Maybe as a depressed person who missed out on the excitements and usual hype of childhood, all I really covet is familiarity and the stable sense of love that has eluded me my whole life and that is precisely what I found in Mike’s speech that caused me to cry. The Clan Pruss as a unit has always been that for me: a family that loves each other through thick and thin and has such stability in the love of Mary and Tony that the love in the subsequent two generations is strong and unwavering and something that more than anything else I wish I was part of. Despite losing an integral and irreplaceable member far too early on, the bond that keeps them close across a vast ocean is still adamantium-strong. In fact, I’ll share a brief anecdote with you all, since Speech Day at Chigwell, I have been to stay with my godparents and during the sojourn, Mike and his family video called his parents. It was great seeing them again but all too soon, I found myself overcome by tears again and I couldn’t bear to be in the room to witness anymore of the unwaning love that is shared around the Pruss family. I will never stop hoping – a pipe dream though it indubitably is – that my own group of relatives (for I’ll never feel that we can share the same noun as the Prusses) will get to experience that kind of beautiful love before it’s too late.

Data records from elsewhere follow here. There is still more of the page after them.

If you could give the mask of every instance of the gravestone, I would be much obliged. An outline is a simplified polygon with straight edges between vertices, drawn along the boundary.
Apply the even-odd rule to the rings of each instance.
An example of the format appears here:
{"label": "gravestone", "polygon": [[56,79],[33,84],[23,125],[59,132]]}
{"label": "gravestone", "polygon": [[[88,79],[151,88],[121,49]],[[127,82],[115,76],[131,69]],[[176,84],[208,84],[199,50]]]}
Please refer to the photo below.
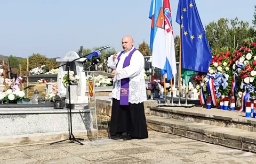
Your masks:
{"label": "gravestone", "polygon": [[[56,62],[60,62],[60,66],[67,63],[67,62],[71,62],[75,59],[79,58],[80,57],[75,51],[69,51],[63,58],[57,58]],[[77,97],[76,98],[71,99],[71,103],[87,103],[88,97],[85,96],[86,83],[85,72],[83,72],[84,66],[83,65],[83,62],[85,61],[85,58],[80,58],[75,62],[70,63],[70,71],[74,71],[74,75],[77,75],[80,79],[78,82],[76,91],[73,91],[73,92],[77,93]],[[63,65],[59,68],[59,72],[58,72],[58,90],[59,95],[61,97],[66,97],[68,101],[68,97],[67,96],[66,87],[64,86],[62,83],[63,77],[64,76],[64,71],[68,71],[67,65]],[[75,88],[73,87],[72,88]],[[71,88],[70,88],[71,89]],[[70,90],[70,93],[71,90]],[[70,96],[72,97],[72,96]]]}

I will finish by asking the first question I asked: O Godbrother, Where Art Thou? The answer that I give to that question is: in Los Angeles, with an amazing family and a luminous career, living my dream. The last part in particular is the best answer to the question I can imagine. If I could live my dream and be so lucky as to get even a small portion of what I want from life, I would never let it go. Initially, I thought I was green with jealousy but upon reflection, I’m not. I am staunchly proud that someone I know can have that kind of future because as a sufferer from mental health issues and a few physical ailments, not to mention constantly feeling hopeless and utterly overwrought, it brightens my most miserable moments to think that somewhere across the pond (or for that matter wherever he is!) Mike is succeeding in life. It is that that provides the hope for the future, not pipe dreams or wishful thinking, but a real person doing real things and getting real achievements. That is how you reinvigorate someone like me: you get on with your life and show us – even though we don’t want to admit or see it most of the time – that the world can be lived in and great things can happen to people in it. So, thank you, Mike for being my friend, my godbrother, for receiving and replying to my emails at God knows when (time differences baffle me!) and for talking with me about films and TV and art. Thank you for making my story more interesting by starring in it!